The second major contribution concerns connectivity constraints on arbitrary folding‑pattern graphs (including ∞). The authors prove that such a graph must be 2‑vertex‑connected and 4‑edge‑connected. The proof proceeds by contradiction: if a single vertex (other than ∞) were an articulation point, removing it would isolate some set of rays, leaving ∞ with only one incident edge, which violates Maekawa’s even‑degree condition. Similarly, if fewer than four edges could disconnect the graph without involving ∞, one could isolate a subgraph whose incident angles would sum to a value incompatible with Kawasaki’s angle condition, again contradicting flat‑foldability. Thus any flat‑foldable crease graph, when modeled with the vertex at infinity, possesses a surprisingly strong level of connectivity—far stronger than that required for planar polyhedral graphs (Steinitz’s theorem) or for many other geometric graph representations.

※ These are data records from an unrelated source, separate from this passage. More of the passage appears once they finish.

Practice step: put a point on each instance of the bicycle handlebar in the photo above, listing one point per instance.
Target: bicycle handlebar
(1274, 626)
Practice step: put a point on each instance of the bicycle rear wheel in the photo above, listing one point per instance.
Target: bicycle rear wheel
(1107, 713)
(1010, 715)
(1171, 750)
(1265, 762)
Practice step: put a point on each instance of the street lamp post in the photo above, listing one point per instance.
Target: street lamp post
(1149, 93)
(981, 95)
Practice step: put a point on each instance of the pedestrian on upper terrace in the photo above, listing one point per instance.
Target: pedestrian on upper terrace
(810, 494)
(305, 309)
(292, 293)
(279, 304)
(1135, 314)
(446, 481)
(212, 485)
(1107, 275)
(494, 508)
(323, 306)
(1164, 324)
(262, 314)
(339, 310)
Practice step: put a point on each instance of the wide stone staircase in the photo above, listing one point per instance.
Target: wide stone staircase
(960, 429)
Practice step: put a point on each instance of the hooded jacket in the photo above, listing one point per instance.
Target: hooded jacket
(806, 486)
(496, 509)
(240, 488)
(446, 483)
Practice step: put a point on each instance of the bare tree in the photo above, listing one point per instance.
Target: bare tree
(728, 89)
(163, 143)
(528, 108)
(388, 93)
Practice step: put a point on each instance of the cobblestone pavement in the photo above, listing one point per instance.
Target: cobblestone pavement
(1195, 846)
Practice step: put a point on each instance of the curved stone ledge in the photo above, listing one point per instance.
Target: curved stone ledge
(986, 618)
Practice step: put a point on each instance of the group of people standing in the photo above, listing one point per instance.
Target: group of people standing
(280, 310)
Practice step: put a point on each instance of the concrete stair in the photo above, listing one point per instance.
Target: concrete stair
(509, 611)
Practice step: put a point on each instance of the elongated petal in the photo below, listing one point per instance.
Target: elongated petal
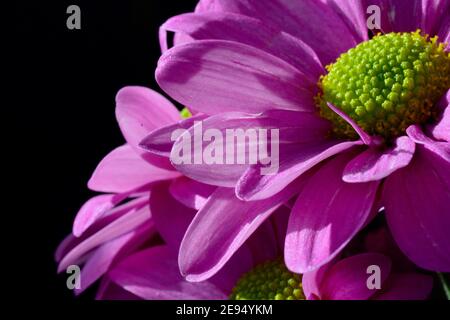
(376, 164)
(353, 13)
(216, 76)
(325, 217)
(153, 274)
(122, 225)
(300, 18)
(250, 31)
(407, 286)
(417, 202)
(139, 111)
(191, 193)
(347, 279)
(124, 170)
(160, 141)
(441, 130)
(171, 217)
(221, 227)
(104, 256)
(295, 159)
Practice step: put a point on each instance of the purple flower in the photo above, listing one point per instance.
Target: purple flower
(347, 147)
(255, 271)
(145, 200)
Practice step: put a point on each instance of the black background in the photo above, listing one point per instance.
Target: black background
(63, 107)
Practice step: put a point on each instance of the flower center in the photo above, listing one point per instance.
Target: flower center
(385, 84)
(270, 280)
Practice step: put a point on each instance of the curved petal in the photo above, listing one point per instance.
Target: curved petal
(139, 111)
(160, 142)
(250, 31)
(153, 274)
(221, 227)
(347, 279)
(326, 216)
(191, 193)
(122, 225)
(441, 130)
(171, 217)
(236, 142)
(295, 159)
(416, 134)
(300, 18)
(122, 170)
(216, 76)
(417, 202)
(407, 286)
(375, 164)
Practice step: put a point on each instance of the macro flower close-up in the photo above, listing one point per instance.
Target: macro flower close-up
(241, 150)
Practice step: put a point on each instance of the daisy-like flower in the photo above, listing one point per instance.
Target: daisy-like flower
(145, 200)
(257, 272)
(364, 123)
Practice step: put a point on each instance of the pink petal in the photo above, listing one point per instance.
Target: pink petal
(417, 201)
(153, 274)
(171, 217)
(376, 164)
(191, 193)
(407, 286)
(216, 76)
(123, 170)
(326, 216)
(300, 18)
(347, 279)
(139, 111)
(221, 227)
(105, 255)
(295, 160)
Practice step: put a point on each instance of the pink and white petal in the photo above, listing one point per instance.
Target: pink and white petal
(122, 225)
(376, 164)
(171, 217)
(353, 13)
(300, 18)
(108, 290)
(240, 263)
(289, 126)
(160, 141)
(435, 15)
(295, 160)
(105, 255)
(441, 130)
(93, 210)
(216, 76)
(86, 230)
(347, 279)
(250, 31)
(153, 274)
(221, 227)
(123, 170)
(407, 286)
(139, 111)
(191, 193)
(326, 216)
(416, 134)
(417, 202)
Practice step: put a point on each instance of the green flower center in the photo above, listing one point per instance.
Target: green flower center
(385, 84)
(270, 280)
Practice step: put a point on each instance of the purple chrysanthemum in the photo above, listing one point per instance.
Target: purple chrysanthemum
(345, 151)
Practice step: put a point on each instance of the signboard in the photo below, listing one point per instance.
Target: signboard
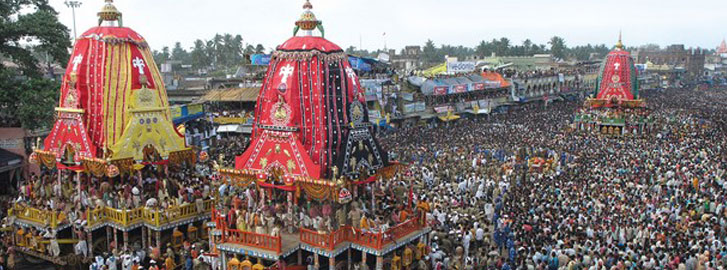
(194, 109)
(374, 114)
(459, 88)
(407, 96)
(414, 107)
(442, 109)
(460, 67)
(358, 63)
(492, 84)
(440, 90)
(11, 143)
(260, 59)
(176, 111)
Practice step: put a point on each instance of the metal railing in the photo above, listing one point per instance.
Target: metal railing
(121, 217)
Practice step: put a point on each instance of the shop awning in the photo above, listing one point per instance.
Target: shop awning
(232, 95)
(9, 160)
(233, 128)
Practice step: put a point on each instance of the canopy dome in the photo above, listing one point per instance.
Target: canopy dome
(113, 104)
(311, 114)
(617, 81)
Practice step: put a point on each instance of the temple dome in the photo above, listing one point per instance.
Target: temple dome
(311, 120)
(113, 103)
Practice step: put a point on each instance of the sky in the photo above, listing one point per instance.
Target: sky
(362, 23)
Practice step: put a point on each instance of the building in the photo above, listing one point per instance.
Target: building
(689, 60)
(520, 63)
(408, 59)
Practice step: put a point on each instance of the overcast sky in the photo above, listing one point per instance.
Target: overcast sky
(695, 23)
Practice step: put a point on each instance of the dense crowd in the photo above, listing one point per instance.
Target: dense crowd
(650, 202)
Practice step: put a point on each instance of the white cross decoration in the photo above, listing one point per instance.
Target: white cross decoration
(351, 74)
(139, 63)
(286, 71)
(77, 61)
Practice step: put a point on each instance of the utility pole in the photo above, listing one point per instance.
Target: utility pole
(73, 4)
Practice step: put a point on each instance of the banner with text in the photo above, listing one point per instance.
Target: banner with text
(460, 67)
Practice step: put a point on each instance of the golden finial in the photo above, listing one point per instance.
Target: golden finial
(619, 45)
(109, 13)
(308, 21)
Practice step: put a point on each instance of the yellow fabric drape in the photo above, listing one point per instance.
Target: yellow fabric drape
(47, 159)
(317, 192)
(98, 169)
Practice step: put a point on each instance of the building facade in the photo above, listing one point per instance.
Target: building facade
(690, 60)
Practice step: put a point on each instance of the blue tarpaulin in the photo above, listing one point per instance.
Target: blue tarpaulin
(260, 59)
(359, 63)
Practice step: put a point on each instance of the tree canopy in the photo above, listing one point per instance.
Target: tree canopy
(29, 28)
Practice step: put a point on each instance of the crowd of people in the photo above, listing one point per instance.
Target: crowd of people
(650, 202)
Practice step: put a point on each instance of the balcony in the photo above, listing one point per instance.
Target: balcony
(158, 219)
(328, 244)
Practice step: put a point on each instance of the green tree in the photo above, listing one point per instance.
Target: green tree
(259, 48)
(429, 53)
(161, 57)
(29, 28)
(39, 27)
(179, 54)
(198, 56)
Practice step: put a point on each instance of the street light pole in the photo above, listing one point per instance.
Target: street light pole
(73, 5)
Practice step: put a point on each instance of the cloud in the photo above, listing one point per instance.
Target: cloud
(698, 23)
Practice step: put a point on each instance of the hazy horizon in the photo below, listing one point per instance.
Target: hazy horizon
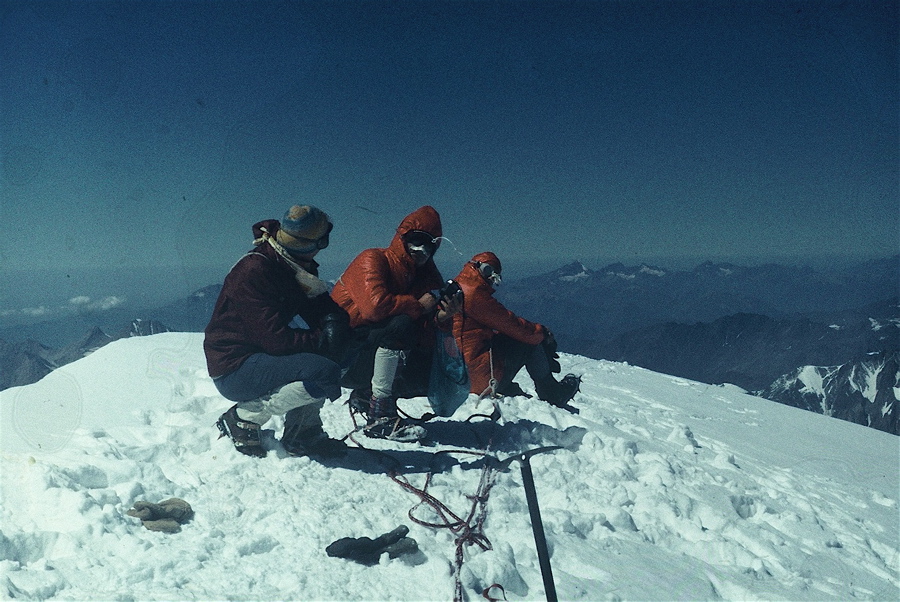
(29, 297)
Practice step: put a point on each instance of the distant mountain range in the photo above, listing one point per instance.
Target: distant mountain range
(28, 361)
(768, 329)
(718, 323)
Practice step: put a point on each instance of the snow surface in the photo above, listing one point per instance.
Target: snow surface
(668, 490)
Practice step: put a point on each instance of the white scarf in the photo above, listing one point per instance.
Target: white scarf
(311, 285)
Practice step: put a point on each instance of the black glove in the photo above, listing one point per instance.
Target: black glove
(335, 335)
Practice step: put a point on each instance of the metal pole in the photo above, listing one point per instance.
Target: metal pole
(537, 526)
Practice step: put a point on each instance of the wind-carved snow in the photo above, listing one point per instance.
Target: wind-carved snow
(666, 489)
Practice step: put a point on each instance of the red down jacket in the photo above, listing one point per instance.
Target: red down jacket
(483, 317)
(381, 283)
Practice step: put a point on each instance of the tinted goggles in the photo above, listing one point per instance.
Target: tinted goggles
(311, 244)
(422, 240)
(487, 270)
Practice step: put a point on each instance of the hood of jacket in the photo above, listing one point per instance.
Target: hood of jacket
(425, 218)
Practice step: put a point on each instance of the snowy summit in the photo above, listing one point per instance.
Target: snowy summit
(661, 489)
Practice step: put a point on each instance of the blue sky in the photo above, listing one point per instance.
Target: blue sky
(149, 136)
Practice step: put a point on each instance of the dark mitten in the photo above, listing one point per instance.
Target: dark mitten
(367, 551)
(166, 516)
(335, 336)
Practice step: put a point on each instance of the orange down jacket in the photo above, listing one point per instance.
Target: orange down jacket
(381, 283)
(483, 317)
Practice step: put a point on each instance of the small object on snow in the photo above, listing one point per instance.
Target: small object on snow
(367, 551)
(166, 516)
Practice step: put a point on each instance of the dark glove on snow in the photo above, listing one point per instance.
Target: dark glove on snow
(550, 346)
(335, 336)
(167, 516)
(367, 551)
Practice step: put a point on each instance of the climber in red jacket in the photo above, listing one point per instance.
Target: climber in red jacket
(388, 293)
(496, 343)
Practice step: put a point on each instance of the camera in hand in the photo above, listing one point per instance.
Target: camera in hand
(450, 289)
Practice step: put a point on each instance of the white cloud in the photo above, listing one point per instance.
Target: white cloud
(107, 303)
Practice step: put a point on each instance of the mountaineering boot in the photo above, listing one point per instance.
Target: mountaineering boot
(512, 390)
(312, 441)
(243, 433)
(359, 401)
(385, 422)
(558, 393)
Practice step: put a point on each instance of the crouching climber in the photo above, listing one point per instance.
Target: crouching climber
(256, 355)
(496, 343)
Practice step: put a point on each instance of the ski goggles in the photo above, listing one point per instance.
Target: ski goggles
(305, 246)
(419, 240)
(488, 271)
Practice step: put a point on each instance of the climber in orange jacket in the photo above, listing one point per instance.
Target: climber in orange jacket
(388, 294)
(496, 343)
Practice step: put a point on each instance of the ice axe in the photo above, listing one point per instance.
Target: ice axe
(537, 526)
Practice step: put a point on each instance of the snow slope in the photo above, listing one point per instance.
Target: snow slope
(668, 490)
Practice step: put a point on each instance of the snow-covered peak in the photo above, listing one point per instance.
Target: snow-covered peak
(573, 272)
(665, 489)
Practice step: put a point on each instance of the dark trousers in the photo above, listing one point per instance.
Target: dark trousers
(515, 355)
(261, 374)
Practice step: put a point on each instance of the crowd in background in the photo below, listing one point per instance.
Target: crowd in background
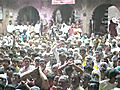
(59, 58)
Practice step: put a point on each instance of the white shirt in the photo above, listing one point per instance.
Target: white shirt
(10, 28)
(37, 28)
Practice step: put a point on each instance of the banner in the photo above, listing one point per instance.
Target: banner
(57, 2)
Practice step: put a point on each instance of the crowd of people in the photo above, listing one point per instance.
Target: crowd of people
(64, 58)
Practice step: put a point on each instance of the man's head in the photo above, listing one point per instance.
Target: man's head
(26, 61)
(62, 57)
(75, 80)
(112, 73)
(63, 82)
(86, 79)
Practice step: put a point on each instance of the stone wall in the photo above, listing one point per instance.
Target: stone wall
(84, 10)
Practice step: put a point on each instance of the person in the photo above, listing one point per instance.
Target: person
(27, 67)
(10, 27)
(85, 80)
(24, 36)
(112, 28)
(75, 81)
(109, 83)
(63, 83)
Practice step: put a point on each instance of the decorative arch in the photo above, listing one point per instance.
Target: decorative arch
(28, 14)
(100, 18)
(66, 12)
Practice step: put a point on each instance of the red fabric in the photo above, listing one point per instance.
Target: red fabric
(112, 29)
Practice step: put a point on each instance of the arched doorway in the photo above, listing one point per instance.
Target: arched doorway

The paper also distinguishes between “local flat folding,” a purely topological notion where each point locally behaves like an isometry (allowing self‑intersections), and “global flat folding,” which requires the existence of a family of three‑dimensional embeddings arbitrarily close to the local map. The tree construction explicitly yields a global flat folding, demonstrating that the additional geometric constraints of global foldability are not vacuous.

In summary, the authors (1) give a precise combinatorial criterion for when a tree can be drawn as a flat‑foldable origami pattern (internal vertices must have even degree > 2), and (2) establish that any flat‑foldable origami graph (with the vertex at infinity) must be 2‑vertex‑connected and 4‑edge‑connected. These results extend classic single‑vertex folding theorems to the multi‑vertex setting and reveal deep connections between origami mathematics and graph connectivity theory.